Close to the primary entrance, tooled alabaster bowls glowed like a chart of full moons. Small cylindrical seals, the size of a pinky, had been rolled into place for an optimum view. A ritual set for the “opening of the mouth” ceremony, a rite that restored life to statues so that they could eat, see, breathe and hear, looked like apothecary tools. A few more steps into the gallery and I saw the source of my apprehension: hieroglyphs. Symbols in their own right, my mind had taken hold of their idea and formed a referent of its own. Hieroglyphs stood for all the things I would never know, all the complexity that I could never hope to grasp, and peripherally, all the smarter people who somehow could. Inside a building that had always affirmed my ego, I had my first encounter with a total unknowing and joined the ranks of visitors who stumbled into that uncertain space each day. The gallery was humbling.
Raised just above the smooth surface of stone, birds, body parts, floral and geometrical motifs took shape as I looked at the slab in front of me. For all the next world preoccupation of pharaonic Egypt, its cults and Book of the Dead, I was not prepared for such a natural attraction to this one. Sometimes the hieroglyphic image dipped just below the surface of the stone through crisply struck marks. This was their language. In other pictorial reliefs– the room had many– snakes, rabbits, cats, lotus flowers, feathers, even feathers with legs, arose as if from the pool of creation.
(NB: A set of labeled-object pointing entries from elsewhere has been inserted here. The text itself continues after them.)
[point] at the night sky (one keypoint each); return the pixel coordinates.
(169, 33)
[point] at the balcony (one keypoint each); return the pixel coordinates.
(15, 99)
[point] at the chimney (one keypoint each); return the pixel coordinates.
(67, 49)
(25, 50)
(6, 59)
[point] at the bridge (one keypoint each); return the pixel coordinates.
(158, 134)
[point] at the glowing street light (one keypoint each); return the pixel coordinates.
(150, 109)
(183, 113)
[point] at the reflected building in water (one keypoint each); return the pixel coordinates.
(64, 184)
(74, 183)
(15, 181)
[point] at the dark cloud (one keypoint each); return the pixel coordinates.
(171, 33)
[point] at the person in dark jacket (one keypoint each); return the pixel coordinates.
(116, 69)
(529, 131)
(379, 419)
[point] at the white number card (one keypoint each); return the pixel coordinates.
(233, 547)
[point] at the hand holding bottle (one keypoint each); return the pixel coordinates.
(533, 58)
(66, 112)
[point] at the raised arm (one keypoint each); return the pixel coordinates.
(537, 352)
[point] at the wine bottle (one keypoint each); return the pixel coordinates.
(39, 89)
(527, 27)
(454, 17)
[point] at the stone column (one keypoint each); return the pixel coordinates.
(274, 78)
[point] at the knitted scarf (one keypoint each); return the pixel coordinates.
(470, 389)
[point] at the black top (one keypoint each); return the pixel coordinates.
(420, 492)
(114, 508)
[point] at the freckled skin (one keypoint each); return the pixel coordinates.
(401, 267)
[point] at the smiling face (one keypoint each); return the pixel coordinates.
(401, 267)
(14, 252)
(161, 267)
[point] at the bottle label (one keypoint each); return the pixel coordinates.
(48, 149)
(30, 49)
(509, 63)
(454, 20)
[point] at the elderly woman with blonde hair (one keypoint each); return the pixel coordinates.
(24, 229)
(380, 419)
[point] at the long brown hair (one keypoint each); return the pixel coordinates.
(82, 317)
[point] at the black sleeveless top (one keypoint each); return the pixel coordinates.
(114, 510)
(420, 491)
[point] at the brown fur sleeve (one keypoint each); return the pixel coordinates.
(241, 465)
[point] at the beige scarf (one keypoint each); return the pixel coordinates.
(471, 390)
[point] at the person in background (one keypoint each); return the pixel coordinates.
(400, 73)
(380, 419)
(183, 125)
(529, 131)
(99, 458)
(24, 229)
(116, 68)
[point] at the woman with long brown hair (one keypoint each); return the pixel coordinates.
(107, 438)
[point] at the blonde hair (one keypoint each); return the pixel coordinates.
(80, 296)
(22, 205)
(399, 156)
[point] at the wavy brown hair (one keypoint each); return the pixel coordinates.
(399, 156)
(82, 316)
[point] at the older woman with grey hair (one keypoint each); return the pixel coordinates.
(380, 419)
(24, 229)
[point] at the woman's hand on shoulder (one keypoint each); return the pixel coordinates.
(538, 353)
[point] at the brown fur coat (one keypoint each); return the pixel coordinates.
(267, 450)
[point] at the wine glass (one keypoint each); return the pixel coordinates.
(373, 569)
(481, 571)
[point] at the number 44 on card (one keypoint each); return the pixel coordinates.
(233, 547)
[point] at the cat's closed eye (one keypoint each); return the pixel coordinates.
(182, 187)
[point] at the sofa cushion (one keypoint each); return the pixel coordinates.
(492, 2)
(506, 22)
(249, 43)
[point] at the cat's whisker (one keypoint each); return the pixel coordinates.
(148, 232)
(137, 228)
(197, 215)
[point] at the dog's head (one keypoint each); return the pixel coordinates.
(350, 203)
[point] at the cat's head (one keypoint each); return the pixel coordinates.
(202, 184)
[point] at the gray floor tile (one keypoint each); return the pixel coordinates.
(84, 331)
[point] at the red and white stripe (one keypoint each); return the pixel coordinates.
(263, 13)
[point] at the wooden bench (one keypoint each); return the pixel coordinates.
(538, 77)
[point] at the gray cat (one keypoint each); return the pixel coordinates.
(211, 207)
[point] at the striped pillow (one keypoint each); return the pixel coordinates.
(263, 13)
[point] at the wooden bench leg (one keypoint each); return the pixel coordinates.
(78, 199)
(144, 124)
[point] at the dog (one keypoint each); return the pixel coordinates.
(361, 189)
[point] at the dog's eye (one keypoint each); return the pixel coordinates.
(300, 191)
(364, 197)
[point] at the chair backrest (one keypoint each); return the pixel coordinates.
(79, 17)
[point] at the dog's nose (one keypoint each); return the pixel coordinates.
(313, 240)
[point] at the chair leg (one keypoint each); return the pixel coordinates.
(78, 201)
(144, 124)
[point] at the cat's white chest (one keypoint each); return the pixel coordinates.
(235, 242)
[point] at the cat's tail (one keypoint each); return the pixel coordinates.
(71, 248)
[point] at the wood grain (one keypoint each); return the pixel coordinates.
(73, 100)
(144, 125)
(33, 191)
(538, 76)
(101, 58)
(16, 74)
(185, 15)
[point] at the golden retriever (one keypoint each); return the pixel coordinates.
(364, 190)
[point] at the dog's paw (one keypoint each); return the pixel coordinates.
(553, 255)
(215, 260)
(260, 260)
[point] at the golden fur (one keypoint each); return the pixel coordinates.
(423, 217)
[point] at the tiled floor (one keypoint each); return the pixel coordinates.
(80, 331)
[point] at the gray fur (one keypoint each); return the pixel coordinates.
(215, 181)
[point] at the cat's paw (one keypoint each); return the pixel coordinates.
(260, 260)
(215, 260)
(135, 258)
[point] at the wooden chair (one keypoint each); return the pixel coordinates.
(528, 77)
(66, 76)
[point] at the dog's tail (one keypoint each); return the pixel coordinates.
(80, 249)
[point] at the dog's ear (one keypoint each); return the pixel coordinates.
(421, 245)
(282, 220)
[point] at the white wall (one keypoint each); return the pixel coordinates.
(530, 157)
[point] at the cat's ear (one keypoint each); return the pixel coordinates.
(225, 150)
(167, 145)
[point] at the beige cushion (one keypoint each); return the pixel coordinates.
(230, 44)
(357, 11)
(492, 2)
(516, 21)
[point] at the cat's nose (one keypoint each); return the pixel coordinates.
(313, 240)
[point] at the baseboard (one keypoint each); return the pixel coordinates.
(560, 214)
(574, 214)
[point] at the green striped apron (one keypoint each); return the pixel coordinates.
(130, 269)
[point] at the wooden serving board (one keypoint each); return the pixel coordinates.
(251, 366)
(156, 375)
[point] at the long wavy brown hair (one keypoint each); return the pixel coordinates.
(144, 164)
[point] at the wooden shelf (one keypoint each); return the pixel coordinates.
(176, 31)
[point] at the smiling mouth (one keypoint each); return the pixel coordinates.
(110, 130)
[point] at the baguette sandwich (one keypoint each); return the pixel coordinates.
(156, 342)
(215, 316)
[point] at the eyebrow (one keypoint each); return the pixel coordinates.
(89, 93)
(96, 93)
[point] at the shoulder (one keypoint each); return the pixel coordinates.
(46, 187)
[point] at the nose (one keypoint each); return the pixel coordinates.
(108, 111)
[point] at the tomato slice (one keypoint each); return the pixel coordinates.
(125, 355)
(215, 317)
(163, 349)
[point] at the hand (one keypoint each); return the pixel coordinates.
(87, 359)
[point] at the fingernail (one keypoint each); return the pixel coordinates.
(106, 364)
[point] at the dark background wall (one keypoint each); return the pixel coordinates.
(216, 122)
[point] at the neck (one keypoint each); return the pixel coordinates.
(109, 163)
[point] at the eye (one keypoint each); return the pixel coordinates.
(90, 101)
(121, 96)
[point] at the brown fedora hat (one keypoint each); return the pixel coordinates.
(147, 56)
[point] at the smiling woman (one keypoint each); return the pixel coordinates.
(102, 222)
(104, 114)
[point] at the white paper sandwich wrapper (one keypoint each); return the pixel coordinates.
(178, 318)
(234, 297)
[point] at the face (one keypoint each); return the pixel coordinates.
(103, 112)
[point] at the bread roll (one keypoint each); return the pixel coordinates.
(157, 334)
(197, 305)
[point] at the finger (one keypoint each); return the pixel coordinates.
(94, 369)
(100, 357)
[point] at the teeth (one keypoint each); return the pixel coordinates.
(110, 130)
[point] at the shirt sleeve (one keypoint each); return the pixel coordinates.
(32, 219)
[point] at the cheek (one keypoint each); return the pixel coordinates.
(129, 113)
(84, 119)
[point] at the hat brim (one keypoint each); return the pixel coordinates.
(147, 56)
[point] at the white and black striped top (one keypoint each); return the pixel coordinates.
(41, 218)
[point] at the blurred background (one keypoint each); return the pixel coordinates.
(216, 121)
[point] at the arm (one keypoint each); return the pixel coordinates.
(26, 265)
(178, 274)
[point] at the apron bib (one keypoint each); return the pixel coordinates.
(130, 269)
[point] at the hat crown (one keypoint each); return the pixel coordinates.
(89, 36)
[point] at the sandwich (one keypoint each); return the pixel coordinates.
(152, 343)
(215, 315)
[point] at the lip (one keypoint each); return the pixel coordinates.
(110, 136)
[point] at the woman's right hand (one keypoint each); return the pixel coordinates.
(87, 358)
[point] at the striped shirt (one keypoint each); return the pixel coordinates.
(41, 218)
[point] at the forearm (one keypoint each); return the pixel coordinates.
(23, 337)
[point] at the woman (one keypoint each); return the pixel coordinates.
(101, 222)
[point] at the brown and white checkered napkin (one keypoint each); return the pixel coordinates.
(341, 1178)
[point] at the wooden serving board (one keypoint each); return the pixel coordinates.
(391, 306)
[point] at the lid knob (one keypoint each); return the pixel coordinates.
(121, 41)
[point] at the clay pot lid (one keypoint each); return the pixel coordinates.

The carving of larger scenes, often processions, included etched details that conveyed a strand of rope or the smallest plait of hair with serene economy. The rear haunches of cattle were captured with a single, self-assured, excised line. The limestone beneath these glyphs looked so polished I could feel my fingers wanting to touch.
No one’s eye, except for the specialist’s, could ever hope to establish the meaning of these glyphs, symbols working as both phonemes and words. What my eye could do was surf across them, like the pointed, stacked ‘W’s stitched together in a single glyph that formed the symbol for water according to a label. Even though I knew next to nothing, my fear, like making the first move, was on me. These reliefs were approachable thanks to nature. Discovering the obvious– an owl here and a human eye there– I felt a kinship, a sensory wonder in lock step with observations from millennia ago. The graphic stacking of glyphs, understood or not, was its own reward. Why did the museum need to remind me that pleasure is not dependent on meaning making and sometimes greater without it?
A calm came as my hour ended. Nature had squelched my initial dread. This is not to say that all was fair and gentle in the Old Kingdom. The gallery included sculptures of captured slaves and it was obvious a wife’s offering niche in a preserved chapel wall had received far less attention than her husband’s. And what was it like to quarry, transport and chisel this stone day after day? But I saw a particular balance in those glyphs and renderings from the Fourth Dynasty (2575-2465 B.C.). Later in the Fifth Dynasty (2465-2323 B.C.), nature per se was not quite enough for the culture. Style ensued. The Egyptian figure, carved into stone, received a smaller waist and a larger eye, the mascara-lidded one we know from the movies.